Greetings, I would like to raise a very important topic, namely, creating a machine for working with minimal investment and as high efficiency as possible. Our goal is not to create a fake agent on top of our own and hide possible leaks, but to create a good, high-quality, new identity. (Our virtual machine is at least required to pass the Pafish test, as in the vaunted anti-detection)
We will build our machine on VirtualBox. After installation, we need to configure it.
Step 1. Install VirtualBox
-Download VirtualBox from the official website (https://www.virtualbox.org/wiki/Downloads)
- Perform a clean install of the latest version of VirtualBox.
Clean Tool - You must first remove any other versions of VirtualBox and restart Windows to complete the removal. This ensures that old VirtualBox files are not left in system memory or on disk. Unfortunately, the VirtualBox installation sometimes fails to perform a full uninstall without a reboot, so reboot after the uninstall.
- Start the installation and select the VirtualBox components to install, as shown in the image below.
Step 2. Creating a VM with the necessary configuration
In this example, we install and configure VirtualBox on a x64 PC with the full Windows 8.1 patch.
Create a new VM (in this example, it will be called "vm0", you can name it as you like) and configure it as follows:
Note: 2048 MB is optional, you can change or decrease this value as you see fit.
Configuring a virtual disk
Note. 64 GB is not a requirement and is only used as an example, but again, some unconvincing malware attempts to detect a VM by the size of the hard disk, so please specify a reasonable size (> 32 GB).
After creating a VM (in our case vm0), open its configuration and make some changes.
System
On the "Motherboard" tab, make sure that APIC I / O is enabled. If you plan to use EFI, please read Appendix A: Using EFI VM.
On the Processor tab, make sure that PAE / NX is enabled. Also note that your VM must have at least TWO CPUs, because again the number of CPUs used by malware to determine the execution of the VM. So give the VM at least two CPUs.
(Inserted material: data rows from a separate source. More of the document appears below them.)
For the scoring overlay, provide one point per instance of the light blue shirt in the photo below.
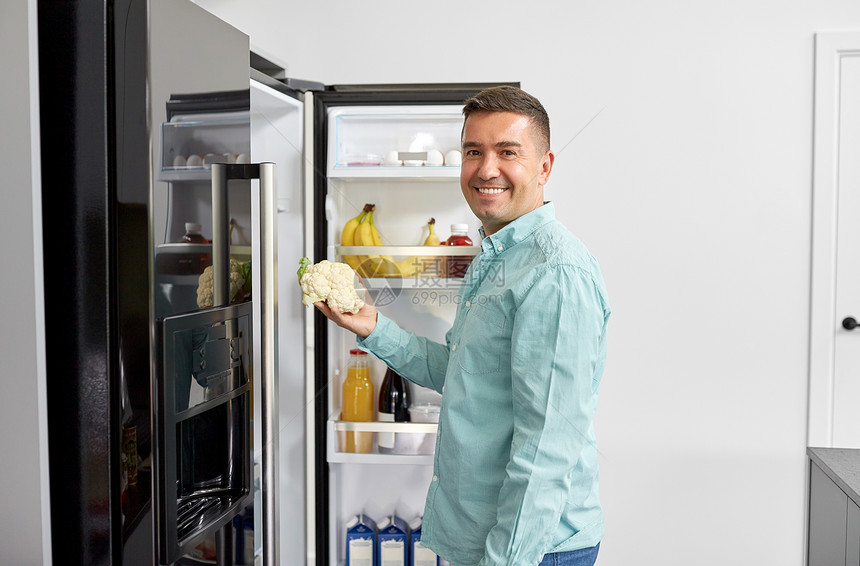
(515, 468)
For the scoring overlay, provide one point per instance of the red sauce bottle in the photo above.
(457, 265)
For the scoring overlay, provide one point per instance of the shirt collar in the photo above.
(517, 230)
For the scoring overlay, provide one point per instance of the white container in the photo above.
(424, 413)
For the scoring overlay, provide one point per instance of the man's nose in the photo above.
(489, 168)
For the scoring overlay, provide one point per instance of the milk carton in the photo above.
(393, 542)
(418, 554)
(361, 541)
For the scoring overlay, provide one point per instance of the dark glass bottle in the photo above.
(394, 401)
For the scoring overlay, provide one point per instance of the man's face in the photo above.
(504, 167)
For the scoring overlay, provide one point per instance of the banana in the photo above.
(433, 266)
(347, 237)
(369, 264)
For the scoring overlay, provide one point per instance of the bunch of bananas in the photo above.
(361, 231)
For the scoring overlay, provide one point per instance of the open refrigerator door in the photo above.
(399, 163)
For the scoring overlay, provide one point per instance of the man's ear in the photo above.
(546, 167)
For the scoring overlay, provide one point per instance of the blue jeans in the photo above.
(581, 557)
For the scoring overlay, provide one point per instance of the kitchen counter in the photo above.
(842, 465)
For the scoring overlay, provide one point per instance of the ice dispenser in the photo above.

On the Acceleration tab, set the paravirtualization interface to "Legacy" and enable VT-x / Nested Paging. The default paravirtualization interface allows a VM to detect the VirtualBox hypervisor by the "hypervisor presence bit" and the hypervisor name using the cpuid instruction. Switching the paravirtualization interface to "Legacy" effectively disables these vm-detect-friendly malware programs.
Display
On the "Screen" tab, disable 3D / 2D acceleration
Memory
storage configuration will look like
You can use the IDE controller instead of SATA, but we will assume that next time you will use SATA by default.
Network
Enable NAT for the VM so that you can use FTP-like programs to communicate with it, and the machine has access to the Internet (if you have one)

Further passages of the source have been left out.